目黒区は1981年に西郷山公園を開設した後、
1997年、国鉄アパートの土地、6000坪あまり(つまり西郷邸の庭と建物があったところ)を取得した。
1997年、国鉄アパートの土地、6000坪あまり(つまり西郷邸の庭と建物があったところ)を取得した。

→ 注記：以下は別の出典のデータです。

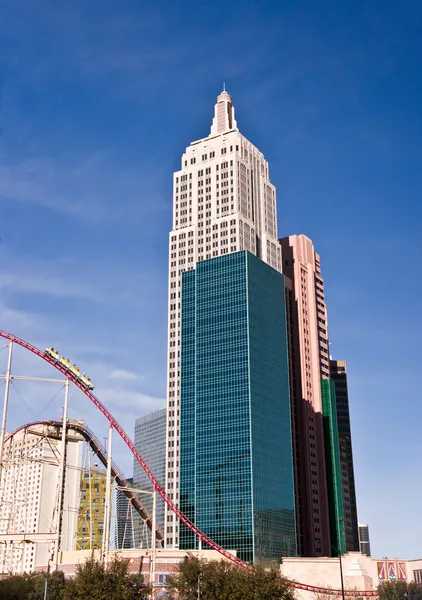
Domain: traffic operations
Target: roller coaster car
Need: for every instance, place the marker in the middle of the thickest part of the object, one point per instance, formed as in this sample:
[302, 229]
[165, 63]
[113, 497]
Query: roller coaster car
[86, 381]
[53, 353]
[75, 370]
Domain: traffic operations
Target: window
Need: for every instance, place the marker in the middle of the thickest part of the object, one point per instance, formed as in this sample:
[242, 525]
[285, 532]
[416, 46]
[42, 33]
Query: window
[162, 578]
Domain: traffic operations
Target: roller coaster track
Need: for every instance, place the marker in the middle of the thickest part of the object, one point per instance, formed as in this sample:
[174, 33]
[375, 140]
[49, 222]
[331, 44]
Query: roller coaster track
[101, 452]
[156, 485]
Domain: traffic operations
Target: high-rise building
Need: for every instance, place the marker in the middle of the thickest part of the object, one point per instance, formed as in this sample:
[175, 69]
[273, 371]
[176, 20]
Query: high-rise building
[309, 364]
[124, 520]
[223, 202]
[236, 466]
[364, 543]
[338, 375]
[29, 490]
[150, 440]
[92, 509]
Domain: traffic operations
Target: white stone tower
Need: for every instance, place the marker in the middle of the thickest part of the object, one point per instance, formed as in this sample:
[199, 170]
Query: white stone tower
[223, 202]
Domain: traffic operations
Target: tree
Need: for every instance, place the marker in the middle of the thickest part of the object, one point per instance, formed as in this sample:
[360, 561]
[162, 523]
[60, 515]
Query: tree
[94, 581]
[55, 588]
[225, 581]
[400, 590]
[16, 587]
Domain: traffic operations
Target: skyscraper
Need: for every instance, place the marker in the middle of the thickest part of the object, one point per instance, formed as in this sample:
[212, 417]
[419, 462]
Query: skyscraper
[223, 202]
[236, 466]
[339, 377]
[150, 440]
[124, 520]
[309, 364]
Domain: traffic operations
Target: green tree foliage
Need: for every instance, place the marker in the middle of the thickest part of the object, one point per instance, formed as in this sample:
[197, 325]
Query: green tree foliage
[400, 590]
[31, 587]
[224, 581]
[92, 582]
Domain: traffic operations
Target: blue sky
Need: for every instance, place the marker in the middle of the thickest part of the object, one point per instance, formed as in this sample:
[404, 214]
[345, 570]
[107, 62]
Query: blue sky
[98, 101]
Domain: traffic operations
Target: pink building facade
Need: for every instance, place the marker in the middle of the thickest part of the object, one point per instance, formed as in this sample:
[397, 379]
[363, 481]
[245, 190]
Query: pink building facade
[309, 363]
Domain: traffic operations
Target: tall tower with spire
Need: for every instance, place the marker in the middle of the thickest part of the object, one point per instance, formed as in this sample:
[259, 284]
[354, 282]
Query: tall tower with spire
[223, 202]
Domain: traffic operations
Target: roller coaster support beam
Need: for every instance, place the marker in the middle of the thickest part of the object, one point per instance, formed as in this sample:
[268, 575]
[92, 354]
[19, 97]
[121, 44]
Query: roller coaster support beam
[61, 474]
[107, 515]
[8, 379]
[153, 540]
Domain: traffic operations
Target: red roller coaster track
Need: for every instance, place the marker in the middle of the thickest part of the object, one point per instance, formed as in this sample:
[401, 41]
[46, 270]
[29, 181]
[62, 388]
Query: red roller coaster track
[113, 423]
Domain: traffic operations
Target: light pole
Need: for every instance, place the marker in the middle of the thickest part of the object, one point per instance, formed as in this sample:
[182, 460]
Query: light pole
[46, 579]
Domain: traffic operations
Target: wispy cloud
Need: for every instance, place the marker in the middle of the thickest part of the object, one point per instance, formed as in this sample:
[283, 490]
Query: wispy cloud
[91, 188]
[124, 375]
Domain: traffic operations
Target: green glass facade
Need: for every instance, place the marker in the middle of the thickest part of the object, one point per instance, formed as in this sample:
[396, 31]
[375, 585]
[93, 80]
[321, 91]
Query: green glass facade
[236, 472]
[333, 467]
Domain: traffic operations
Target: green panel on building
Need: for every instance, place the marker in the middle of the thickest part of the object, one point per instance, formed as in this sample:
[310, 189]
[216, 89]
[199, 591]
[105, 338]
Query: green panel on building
[333, 467]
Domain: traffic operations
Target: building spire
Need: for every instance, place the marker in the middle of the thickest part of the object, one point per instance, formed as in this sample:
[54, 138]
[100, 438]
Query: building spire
[223, 114]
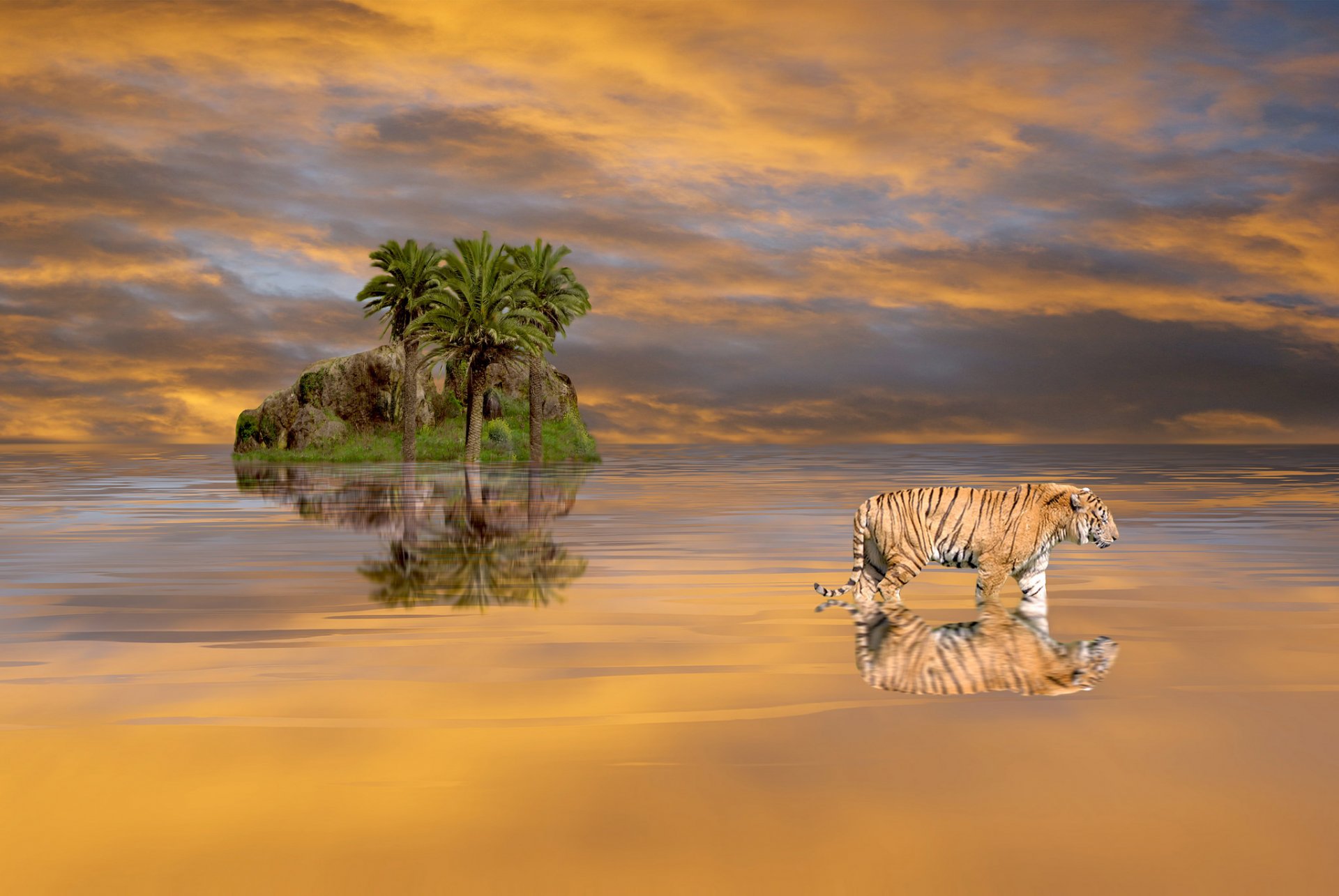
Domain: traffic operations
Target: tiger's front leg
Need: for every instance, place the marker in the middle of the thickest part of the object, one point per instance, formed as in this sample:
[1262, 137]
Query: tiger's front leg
[1031, 582]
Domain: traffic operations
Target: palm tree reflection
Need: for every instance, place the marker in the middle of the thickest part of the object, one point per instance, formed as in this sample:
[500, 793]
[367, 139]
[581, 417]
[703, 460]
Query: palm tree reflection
[465, 538]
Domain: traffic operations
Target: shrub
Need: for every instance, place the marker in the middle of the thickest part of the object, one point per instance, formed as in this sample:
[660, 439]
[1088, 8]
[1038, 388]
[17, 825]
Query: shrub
[247, 427]
[497, 434]
[310, 386]
[268, 432]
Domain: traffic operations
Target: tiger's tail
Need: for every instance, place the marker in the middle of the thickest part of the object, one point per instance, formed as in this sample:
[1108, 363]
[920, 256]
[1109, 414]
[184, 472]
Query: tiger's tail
[858, 551]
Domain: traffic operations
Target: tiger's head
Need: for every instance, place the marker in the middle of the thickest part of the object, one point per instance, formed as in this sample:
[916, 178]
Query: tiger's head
[1091, 660]
[1091, 522]
[1078, 666]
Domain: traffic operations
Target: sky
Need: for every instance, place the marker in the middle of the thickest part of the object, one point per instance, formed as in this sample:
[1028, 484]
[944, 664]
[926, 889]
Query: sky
[801, 222]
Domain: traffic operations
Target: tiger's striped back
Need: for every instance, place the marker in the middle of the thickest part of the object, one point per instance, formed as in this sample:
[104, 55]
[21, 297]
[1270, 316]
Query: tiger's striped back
[898, 533]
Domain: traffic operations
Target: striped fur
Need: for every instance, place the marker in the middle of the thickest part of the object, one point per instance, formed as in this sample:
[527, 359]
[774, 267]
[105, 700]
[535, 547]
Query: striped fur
[898, 651]
[998, 533]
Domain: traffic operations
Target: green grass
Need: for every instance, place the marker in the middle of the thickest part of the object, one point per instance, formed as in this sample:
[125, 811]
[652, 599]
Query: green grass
[564, 439]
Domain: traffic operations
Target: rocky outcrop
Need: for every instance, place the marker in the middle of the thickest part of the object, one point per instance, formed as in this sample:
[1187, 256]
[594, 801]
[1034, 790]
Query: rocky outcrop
[333, 398]
[557, 393]
[339, 397]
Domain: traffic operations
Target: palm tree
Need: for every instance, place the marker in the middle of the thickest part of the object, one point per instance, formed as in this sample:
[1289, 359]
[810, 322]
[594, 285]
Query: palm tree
[411, 279]
[480, 321]
[559, 299]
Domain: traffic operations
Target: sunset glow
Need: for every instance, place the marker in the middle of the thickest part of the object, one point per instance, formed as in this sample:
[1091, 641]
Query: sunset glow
[799, 222]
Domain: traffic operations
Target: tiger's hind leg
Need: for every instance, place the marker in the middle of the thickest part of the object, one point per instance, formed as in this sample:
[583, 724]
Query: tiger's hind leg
[900, 571]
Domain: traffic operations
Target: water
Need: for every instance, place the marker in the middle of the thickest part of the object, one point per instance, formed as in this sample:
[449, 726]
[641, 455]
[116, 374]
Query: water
[340, 679]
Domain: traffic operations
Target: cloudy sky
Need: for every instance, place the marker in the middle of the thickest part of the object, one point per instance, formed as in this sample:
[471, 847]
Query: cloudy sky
[799, 222]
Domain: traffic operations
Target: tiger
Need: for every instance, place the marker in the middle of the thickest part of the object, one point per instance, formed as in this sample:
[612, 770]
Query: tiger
[896, 650]
[998, 533]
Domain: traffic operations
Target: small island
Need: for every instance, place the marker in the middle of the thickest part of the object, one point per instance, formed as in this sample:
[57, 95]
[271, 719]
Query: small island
[485, 318]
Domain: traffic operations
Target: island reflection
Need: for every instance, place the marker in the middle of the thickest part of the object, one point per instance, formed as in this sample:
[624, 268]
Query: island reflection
[899, 651]
[462, 536]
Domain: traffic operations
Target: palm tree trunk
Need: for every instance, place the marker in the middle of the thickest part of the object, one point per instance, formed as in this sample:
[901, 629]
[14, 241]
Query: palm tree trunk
[409, 401]
[474, 434]
[536, 409]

さらに発掘調査して庭園をある程度復活させ、菅刈公園として2001年に開園。
区として高額な出費であったに違いない。
帰りは公園内の坂道をのぼって旧山手通りに出た。
途中、段々畑のように石垣で造成された平地がある。
おそらく国鉄の職員宿舎の跡であろう。
不自然な石垣は、ここが国鉄アパートの入り口だった跡だろうか。
1995
確かに菅刈公園はJR青葉台宿舎になっている。
朝倉邸は中央官庁渋谷会議所
前田邸の駒場公園といい、西郷邸跡といい、目黒区はきちんと購入し、市民に無料で開放している。建物も修復維持し、お茶会など区民活動に供している。
民度の高い区は、税金を有効に使い、ますます住民の生活が豊かになり、また区としてのブランドも高まっていく。
一方、文京区なら住民がいくら要望しても、ふつうに民間から民間に渡りマンションが建ってしまうだろう。世間のイメージと異なり、文化に対する文京区長、区役所の意識、あるいは民度は平均より低いのではないか?